Dichter Messekalender
Der Messekalender war zum Neustart 2022 dicht gedrängt: Es waren 17 eigene Veranstaltungen im Inland, 21 im Ausland und 88 Gastveranstaltungen. Zu den insgesamt 126 Veranstaltungen in München und im Ausland meldeten sich die Aussteller und Besucher stärker zurück, als erwartet worden war: Nach München kamen 29 000 Aussteller und 1,4 Millionen Besucher, zu den Veranstaltungen im Ausland 2800 Aussteller und 162 000 Besucher. Es sei deutlich zu spüren gewesen, so die beiden MesseGeschäftsführer, dass wegen der Coronaauflagen in China und des russischen Angriffskriegs auf die Ukraine Aussteller und Besucher aus Russland, der Ukraine und China wegblieben. Außerdem stellte die Messe München ihr Geschäft in Russland ein.

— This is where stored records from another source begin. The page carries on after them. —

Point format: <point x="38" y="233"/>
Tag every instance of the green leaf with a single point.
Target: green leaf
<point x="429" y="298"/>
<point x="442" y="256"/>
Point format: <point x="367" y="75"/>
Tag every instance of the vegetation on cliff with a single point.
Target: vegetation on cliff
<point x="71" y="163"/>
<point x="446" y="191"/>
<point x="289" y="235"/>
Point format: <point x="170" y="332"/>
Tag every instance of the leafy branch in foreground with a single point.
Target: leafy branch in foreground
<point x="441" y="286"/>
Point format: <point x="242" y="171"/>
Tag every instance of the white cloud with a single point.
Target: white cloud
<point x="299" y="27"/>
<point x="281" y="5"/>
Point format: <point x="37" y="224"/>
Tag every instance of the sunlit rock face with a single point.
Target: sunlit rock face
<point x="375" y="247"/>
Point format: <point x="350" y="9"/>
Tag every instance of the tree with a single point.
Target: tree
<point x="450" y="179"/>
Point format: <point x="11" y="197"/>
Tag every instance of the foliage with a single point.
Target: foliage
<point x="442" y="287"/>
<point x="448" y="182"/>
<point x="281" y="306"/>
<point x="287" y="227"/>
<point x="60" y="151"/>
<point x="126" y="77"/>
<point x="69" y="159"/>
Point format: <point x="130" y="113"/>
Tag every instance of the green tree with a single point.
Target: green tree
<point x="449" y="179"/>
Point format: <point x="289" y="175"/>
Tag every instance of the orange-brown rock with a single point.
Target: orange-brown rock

Dieser Neubeginn der Messen 2022 war kein Strohfeuer, denn der Aufwärtstrend setzt sich nahtlos in diesem Jahr fort, betonten Pfeiffer und Rummel. Das würde auch der überaus erfolgreiche Start ins Jahr 2023 bestätigen. Man spüre auch den Nachholbedarf bei allen. „Die ersten Messen des Jahres 2023 schließen in München und im Ausland mit Rekorden bei den Aussteller- und Besucherzahlen ab, die wir so bald nicht erwartet hatten“, so die beiden Geschäftsführer. Die Pluspunkte: Die Messe München ist eine Plattform für Innovationstreiber. Außerdem ist sie ein weltweit gefragter Partner und zuverlässiger Dienstleister für Messen und große Kongresse.
Und so war der Start 2023:
Gleich im Februar meldete sich die f.re.e eindrucksvoll mit 900 Ausstellern aus über 50 Ländern und einem Besucherrekord zurück. Mehr als 160 000 kamen zu Bayerns größter Reise- und Freizeitmesse, die erstmals mit der Motorradmesse IMOT zusammenfiel. „Es war die stärkste f.re.e aller Zeiten. Die enorm hohe Besucherzahl und die Zufriedenheit der Aussteller zeigen, dass auch Publikumsmessen stark gefragt sind und gebraucht werden“, so Pfeiffer und Rummel.
Nach über vier Jahren Pause belegte die BAU – Weltleitmesse für Architektur, Materialien, Systeme – alle 19 Hallen und registrierte einen Ausstellerrekord (2260 aus 45 Ländern). Rund 190 000 Besucher kamen. Warnstreiks an deutschen Flughäfen und im öffentlichen Nah- und Fernverkehr bremsten leider den positiven Besuchertrend der ersten Messetage.
Die ISPO in Beijing war im Februar 2020 weltweit die erste Messe, die wegen Corona abgesagt werden musste. Im Februar 2023 war sie die erste Messe, die nach Corona in Beijing stattfinden durfte. Der Andrang von Ausstellern und Besuchern war gewaltig. Auch die anderen Messen in China boomten, zeigten sich die Geschäftsführer begeistert.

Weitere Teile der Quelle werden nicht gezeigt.